Without public records, numbers and locations remain unknown. “Not enough people talk about this,” says Quigley, whose office has found 77 facilities offering tiger cubs for sale. “There’s no central tiger database. And I’m not the only one asking ‘where have all these big cats gone?’”
Killing these animals for profit, selling hides, parts or meat are illegal; and it’s illegal to sell cats across state lines. Yet it can be legal within a state, based on individual law.
Take California. Of the 260 US Department of Agriculture-licensed exhibitors there, about 20 are accredited by the Association of Zoos and Aquariums. With so many Hollywood trainers, theme parks, private menageries, roadside zoos and pseudo-sanctuaries, California ranks third nationwide in dangerous big cat incidents.

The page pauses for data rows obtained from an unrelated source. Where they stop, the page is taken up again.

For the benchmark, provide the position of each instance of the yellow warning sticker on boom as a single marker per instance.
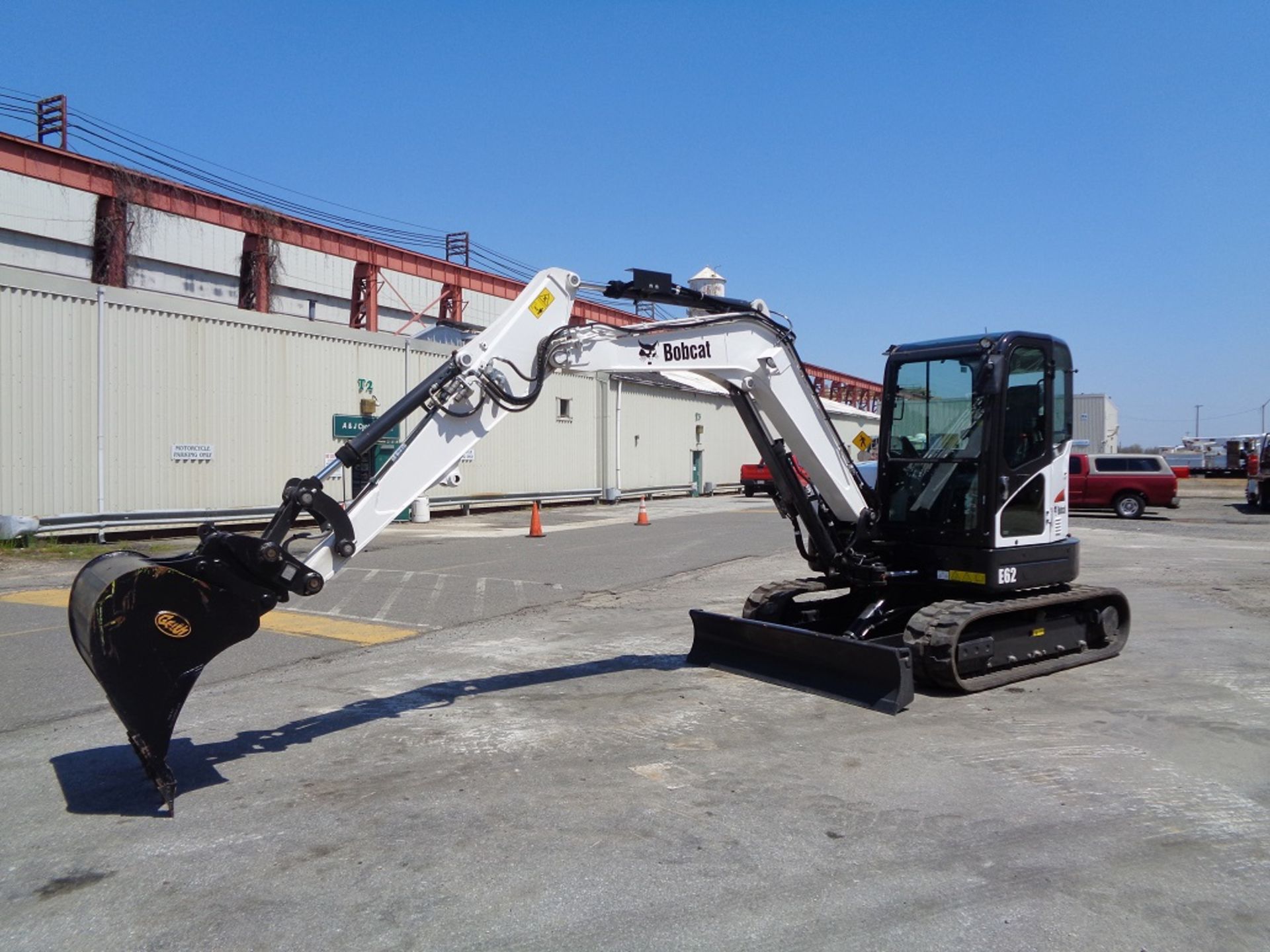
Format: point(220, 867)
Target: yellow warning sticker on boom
point(541, 302)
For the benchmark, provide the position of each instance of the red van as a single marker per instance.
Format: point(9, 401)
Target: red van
point(1124, 483)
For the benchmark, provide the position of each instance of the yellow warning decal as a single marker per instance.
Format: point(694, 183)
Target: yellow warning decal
point(541, 302)
point(173, 625)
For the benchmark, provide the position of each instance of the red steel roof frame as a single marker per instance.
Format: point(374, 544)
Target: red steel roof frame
point(38, 161)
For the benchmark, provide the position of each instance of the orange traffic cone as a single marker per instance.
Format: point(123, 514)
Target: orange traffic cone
point(536, 524)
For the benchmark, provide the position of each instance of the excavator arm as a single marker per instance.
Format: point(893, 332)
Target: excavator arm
point(146, 627)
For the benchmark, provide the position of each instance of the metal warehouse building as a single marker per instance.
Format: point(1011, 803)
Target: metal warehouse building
point(168, 350)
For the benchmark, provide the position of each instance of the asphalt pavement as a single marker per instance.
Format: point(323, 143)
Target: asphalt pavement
point(545, 774)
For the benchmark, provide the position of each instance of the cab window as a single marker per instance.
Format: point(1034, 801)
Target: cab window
point(1024, 437)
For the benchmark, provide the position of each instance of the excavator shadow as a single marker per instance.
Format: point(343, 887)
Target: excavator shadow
point(107, 781)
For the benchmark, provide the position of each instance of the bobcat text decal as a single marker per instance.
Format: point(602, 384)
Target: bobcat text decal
point(685, 352)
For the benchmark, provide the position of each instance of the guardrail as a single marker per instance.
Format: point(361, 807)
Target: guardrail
point(101, 522)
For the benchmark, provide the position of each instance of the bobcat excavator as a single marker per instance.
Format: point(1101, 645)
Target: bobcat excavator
point(955, 569)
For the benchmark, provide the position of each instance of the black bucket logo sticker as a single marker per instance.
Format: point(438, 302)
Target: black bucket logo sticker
point(173, 625)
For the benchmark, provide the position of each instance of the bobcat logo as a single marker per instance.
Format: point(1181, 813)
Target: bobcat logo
point(173, 625)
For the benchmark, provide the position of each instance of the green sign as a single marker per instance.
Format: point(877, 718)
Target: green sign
point(349, 426)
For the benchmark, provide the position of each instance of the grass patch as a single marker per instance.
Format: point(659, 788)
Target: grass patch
point(51, 550)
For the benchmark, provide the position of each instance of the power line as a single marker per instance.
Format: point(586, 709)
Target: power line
point(136, 150)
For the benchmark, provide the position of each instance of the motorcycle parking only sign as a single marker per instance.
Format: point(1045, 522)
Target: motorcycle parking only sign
point(193, 452)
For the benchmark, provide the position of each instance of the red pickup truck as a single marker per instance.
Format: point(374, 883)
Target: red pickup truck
point(759, 477)
point(1123, 483)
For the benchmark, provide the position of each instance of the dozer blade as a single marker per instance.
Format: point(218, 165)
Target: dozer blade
point(863, 673)
point(145, 627)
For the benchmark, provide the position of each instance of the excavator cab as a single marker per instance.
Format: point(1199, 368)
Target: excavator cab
point(972, 473)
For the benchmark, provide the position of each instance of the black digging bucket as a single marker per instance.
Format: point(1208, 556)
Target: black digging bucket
point(145, 627)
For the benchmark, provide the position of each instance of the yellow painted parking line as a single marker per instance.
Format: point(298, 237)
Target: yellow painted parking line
point(325, 627)
point(48, 598)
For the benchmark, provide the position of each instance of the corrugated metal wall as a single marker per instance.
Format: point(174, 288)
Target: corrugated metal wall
point(262, 390)
point(48, 403)
point(1096, 424)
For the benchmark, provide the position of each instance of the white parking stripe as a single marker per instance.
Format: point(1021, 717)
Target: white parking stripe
point(338, 608)
point(388, 603)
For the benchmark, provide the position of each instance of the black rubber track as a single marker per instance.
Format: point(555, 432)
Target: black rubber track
point(935, 631)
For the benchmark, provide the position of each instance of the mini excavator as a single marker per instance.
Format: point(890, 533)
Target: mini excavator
point(954, 571)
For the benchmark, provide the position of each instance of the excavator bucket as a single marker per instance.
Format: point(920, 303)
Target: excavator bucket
point(865, 673)
point(145, 627)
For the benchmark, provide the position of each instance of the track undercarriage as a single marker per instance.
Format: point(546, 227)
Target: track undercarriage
point(963, 645)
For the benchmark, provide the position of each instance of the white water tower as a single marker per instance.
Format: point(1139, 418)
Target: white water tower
point(708, 281)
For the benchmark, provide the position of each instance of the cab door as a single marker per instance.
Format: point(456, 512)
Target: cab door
point(1033, 451)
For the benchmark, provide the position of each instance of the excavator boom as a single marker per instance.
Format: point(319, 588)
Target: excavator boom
point(146, 627)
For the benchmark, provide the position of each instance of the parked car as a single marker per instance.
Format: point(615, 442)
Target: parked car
point(756, 477)
point(1124, 483)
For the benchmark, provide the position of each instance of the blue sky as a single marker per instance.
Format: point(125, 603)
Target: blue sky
point(880, 172)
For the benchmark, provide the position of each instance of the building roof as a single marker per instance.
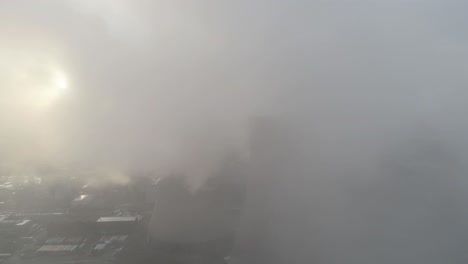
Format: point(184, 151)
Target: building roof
point(117, 219)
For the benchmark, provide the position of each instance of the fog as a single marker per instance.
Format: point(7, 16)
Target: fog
point(366, 142)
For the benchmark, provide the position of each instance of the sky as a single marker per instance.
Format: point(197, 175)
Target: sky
point(169, 86)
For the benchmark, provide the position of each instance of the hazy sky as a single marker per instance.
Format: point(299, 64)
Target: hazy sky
point(169, 85)
point(154, 84)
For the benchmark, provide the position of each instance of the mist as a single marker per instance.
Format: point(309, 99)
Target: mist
point(367, 143)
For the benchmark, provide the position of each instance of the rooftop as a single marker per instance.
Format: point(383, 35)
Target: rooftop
point(118, 219)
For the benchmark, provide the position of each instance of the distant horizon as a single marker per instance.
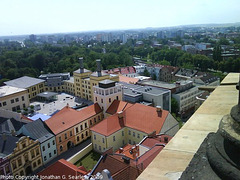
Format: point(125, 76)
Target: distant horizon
point(133, 29)
point(58, 16)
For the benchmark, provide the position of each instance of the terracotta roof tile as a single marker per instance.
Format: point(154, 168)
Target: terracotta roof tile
point(68, 117)
point(118, 106)
point(60, 168)
point(128, 79)
point(138, 116)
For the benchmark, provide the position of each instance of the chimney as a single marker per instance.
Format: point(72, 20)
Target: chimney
point(99, 69)
point(159, 108)
point(120, 115)
point(81, 64)
point(120, 150)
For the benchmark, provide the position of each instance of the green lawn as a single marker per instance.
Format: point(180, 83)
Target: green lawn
point(89, 161)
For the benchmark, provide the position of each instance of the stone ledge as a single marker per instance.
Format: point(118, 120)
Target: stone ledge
point(173, 160)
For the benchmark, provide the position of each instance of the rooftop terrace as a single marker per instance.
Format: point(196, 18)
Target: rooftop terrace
point(175, 157)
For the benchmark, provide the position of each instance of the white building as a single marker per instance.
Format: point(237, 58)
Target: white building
point(13, 98)
point(106, 92)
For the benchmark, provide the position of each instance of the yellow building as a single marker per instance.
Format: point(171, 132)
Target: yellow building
point(131, 126)
point(85, 80)
point(34, 86)
point(69, 86)
point(25, 157)
point(13, 98)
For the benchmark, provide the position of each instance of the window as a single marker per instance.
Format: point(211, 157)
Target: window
point(19, 162)
point(21, 173)
point(14, 164)
point(37, 152)
point(32, 153)
point(34, 164)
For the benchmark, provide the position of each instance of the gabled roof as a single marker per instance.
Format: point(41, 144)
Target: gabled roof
point(140, 117)
point(118, 106)
point(118, 169)
point(7, 125)
point(24, 82)
point(63, 168)
point(7, 146)
point(38, 130)
point(68, 117)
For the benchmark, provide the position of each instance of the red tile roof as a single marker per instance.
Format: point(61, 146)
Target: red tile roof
point(118, 169)
point(62, 168)
point(128, 79)
point(68, 117)
point(118, 106)
point(140, 117)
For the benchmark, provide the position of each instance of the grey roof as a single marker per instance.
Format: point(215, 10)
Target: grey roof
point(96, 74)
point(38, 130)
point(7, 146)
point(24, 82)
point(7, 125)
point(47, 94)
point(84, 70)
point(106, 81)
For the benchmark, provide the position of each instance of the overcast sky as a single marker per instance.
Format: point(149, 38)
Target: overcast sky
point(52, 16)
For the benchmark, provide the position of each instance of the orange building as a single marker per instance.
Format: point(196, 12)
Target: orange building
point(72, 127)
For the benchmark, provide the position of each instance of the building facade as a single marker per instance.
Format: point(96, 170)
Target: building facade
point(34, 86)
point(13, 98)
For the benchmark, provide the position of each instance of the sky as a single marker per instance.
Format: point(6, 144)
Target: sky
point(23, 17)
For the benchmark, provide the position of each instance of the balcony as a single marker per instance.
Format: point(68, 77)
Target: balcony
point(175, 157)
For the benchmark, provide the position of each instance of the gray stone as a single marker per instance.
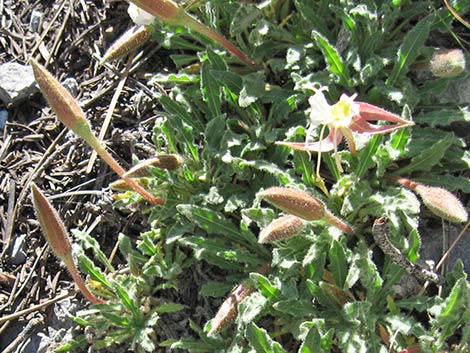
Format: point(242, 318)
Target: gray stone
point(3, 119)
point(16, 82)
point(18, 254)
point(71, 85)
point(35, 22)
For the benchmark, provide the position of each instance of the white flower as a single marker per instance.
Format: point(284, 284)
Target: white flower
point(338, 115)
point(139, 16)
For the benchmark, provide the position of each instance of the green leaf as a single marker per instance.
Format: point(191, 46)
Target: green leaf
point(323, 297)
point(117, 320)
point(127, 301)
point(253, 88)
point(444, 117)
point(410, 49)
point(214, 223)
point(210, 89)
point(332, 58)
point(429, 157)
point(88, 242)
point(265, 286)
point(260, 340)
point(218, 253)
point(95, 273)
point(338, 264)
point(179, 111)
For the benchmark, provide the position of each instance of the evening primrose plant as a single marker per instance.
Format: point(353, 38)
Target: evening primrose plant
point(271, 262)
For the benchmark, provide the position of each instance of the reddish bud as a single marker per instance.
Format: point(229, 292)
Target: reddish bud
point(281, 228)
point(57, 237)
point(303, 205)
point(442, 203)
point(439, 201)
point(130, 40)
point(229, 308)
point(296, 202)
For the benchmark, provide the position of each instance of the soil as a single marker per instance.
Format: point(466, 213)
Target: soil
point(34, 146)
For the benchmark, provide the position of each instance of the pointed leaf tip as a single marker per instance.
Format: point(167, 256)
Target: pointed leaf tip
point(65, 106)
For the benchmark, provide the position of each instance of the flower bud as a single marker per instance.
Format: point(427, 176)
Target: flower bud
point(65, 106)
point(57, 237)
point(447, 63)
point(281, 228)
point(303, 205)
point(130, 40)
point(439, 201)
point(442, 203)
point(229, 308)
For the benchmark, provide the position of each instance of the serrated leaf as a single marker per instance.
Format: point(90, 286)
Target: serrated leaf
point(366, 159)
point(88, 242)
point(429, 157)
point(294, 307)
point(179, 111)
point(332, 58)
point(95, 273)
point(214, 223)
point(210, 89)
point(410, 49)
point(127, 301)
point(252, 90)
point(265, 286)
point(260, 340)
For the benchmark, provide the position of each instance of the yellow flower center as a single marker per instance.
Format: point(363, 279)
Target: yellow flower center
point(342, 114)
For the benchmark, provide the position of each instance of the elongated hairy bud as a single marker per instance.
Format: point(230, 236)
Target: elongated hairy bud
point(281, 228)
point(229, 308)
point(439, 201)
point(303, 205)
point(127, 42)
point(68, 111)
point(57, 237)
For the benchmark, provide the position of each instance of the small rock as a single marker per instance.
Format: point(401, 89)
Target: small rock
point(18, 255)
point(16, 82)
point(35, 21)
point(71, 85)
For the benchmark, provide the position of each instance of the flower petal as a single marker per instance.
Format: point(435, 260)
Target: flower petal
point(319, 108)
point(328, 144)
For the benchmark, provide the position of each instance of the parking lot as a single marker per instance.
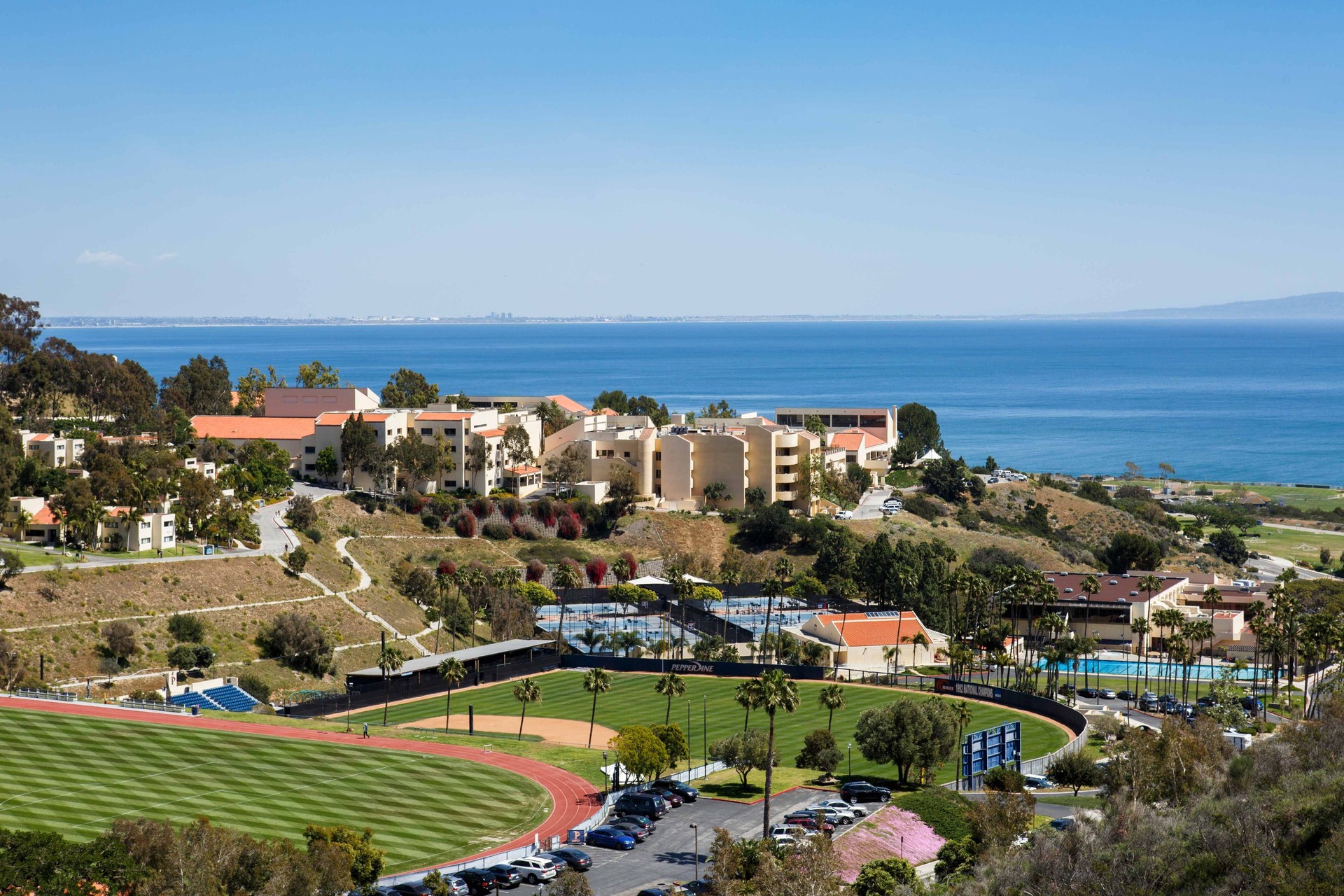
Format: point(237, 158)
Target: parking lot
point(668, 855)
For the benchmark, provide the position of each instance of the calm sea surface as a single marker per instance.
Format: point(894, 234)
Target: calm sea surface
point(1230, 399)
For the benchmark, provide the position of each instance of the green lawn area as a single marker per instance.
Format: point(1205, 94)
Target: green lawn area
point(632, 700)
point(74, 776)
point(1294, 545)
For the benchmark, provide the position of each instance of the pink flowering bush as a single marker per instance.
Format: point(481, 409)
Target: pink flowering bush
point(879, 837)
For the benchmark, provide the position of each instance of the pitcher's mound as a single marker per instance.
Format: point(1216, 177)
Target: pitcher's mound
point(556, 731)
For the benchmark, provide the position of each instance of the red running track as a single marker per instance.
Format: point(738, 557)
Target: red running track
point(573, 798)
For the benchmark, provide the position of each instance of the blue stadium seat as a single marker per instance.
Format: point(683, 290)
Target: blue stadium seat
point(195, 699)
point(232, 697)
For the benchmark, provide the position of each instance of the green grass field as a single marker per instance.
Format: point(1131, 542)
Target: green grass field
point(74, 776)
point(1294, 545)
point(632, 700)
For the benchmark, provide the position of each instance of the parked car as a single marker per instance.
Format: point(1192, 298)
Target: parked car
point(479, 881)
point(648, 805)
point(686, 792)
point(860, 792)
point(643, 821)
point(536, 869)
point(575, 859)
point(793, 832)
point(505, 876)
point(672, 799)
point(834, 813)
point(859, 812)
point(638, 832)
point(609, 837)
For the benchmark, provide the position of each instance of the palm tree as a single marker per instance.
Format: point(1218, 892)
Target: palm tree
point(1142, 628)
point(1091, 589)
point(568, 577)
point(831, 699)
point(961, 711)
point(451, 671)
point(918, 640)
point(390, 659)
point(596, 681)
point(742, 696)
point(890, 654)
point(670, 685)
point(772, 589)
point(526, 691)
point(772, 691)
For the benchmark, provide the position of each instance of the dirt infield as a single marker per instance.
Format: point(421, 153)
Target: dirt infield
point(573, 798)
point(570, 732)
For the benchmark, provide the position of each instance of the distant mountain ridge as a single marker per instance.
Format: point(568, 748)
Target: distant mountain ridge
point(1313, 305)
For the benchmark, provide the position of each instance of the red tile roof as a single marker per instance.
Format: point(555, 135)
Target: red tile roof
point(863, 631)
point(253, 428)
point(850, 440)
point(444, 415)
point(1113, 587)
point(337, 418)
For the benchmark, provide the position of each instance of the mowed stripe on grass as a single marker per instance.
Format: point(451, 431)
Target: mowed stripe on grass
point(632, 700)
point(74, 776)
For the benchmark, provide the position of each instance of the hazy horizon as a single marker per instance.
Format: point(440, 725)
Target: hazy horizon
point(600, 159)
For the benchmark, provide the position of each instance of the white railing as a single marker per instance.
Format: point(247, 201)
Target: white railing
point(596, 820)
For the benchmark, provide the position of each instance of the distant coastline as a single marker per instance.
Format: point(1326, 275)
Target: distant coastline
point(1312, 307)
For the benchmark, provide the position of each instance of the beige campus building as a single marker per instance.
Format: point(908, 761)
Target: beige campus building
point(673, 465)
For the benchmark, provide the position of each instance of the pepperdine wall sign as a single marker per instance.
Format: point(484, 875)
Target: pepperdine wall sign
point(686, 666)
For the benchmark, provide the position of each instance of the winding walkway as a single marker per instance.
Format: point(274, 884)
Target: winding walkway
point(573, 798)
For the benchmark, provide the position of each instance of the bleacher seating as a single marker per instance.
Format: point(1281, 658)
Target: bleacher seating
point(195, 699)
point(232, 697)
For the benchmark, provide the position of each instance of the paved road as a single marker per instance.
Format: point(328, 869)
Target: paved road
point(668, 855)
point(1273, 566)
point(870, 505)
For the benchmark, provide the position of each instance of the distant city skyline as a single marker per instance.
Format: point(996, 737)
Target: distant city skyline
point(695, 160)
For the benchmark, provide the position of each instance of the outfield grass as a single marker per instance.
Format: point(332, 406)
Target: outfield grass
point(632, 700)
point(76, 776)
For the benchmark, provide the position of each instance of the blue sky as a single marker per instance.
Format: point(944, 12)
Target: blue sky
point(571, 159)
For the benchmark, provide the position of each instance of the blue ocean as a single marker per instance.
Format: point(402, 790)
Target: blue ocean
point(1217, 399)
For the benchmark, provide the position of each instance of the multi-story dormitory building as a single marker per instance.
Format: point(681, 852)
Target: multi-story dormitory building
point(672, 464)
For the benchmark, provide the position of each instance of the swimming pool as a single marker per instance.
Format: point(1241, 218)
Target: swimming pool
point(1136, 668)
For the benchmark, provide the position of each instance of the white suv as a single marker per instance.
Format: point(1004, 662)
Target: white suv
point(839, 805)
point(534, 869)
point(839, 816)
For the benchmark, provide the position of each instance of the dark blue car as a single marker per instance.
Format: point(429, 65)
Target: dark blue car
point(610, 837)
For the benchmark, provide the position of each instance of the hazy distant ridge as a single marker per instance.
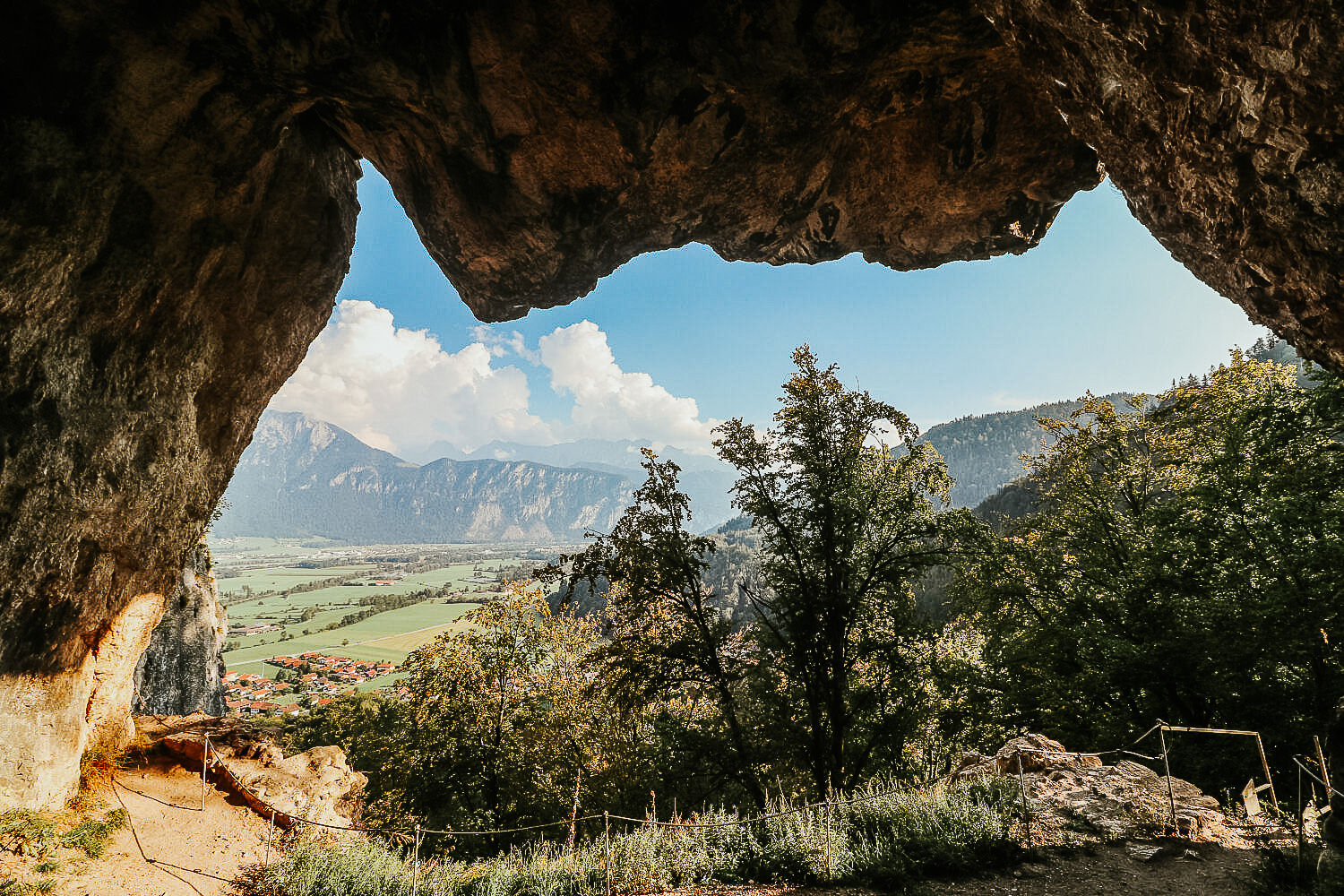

The market is huge, but the penalties aren’t.
Cubs like Moka aren’t one-offs, says Phillip Land, a special agent in the USFWS office of law enforcement on the southern border. “In Brownsville, Texas, they tried to smuggle a tiger cub in a trash bag across the border. They basically dumped him on the side of the river. Border patrol found it and called us,” he says.
And in 2005, a breeder in Colton, California, was convicted of child endangerment and animal cruelty after authorities found 11 tiger and leopard cubs in his attic, two tigers on the porch, 58 dead tiger cubs in a freezer, and about 30 dead tigers decomposing on the property.
The public may consider these offenses relatively insignificant, but Land tells me it’s often the same gangs at play as in other offenses. And with so much money, few regulations and a healthy pipeline, the problem isn’t going away.
The hunter-turned-conservationist Jim Corbett once said: “the book of nature has no beginning, as it has no end.” A century later, with the species on the brink just to make a medicinal wine that doesn’t even work, or to binge-watch a show before we all move on to the next hit, the haunting question remains: is this the new law of the jungle?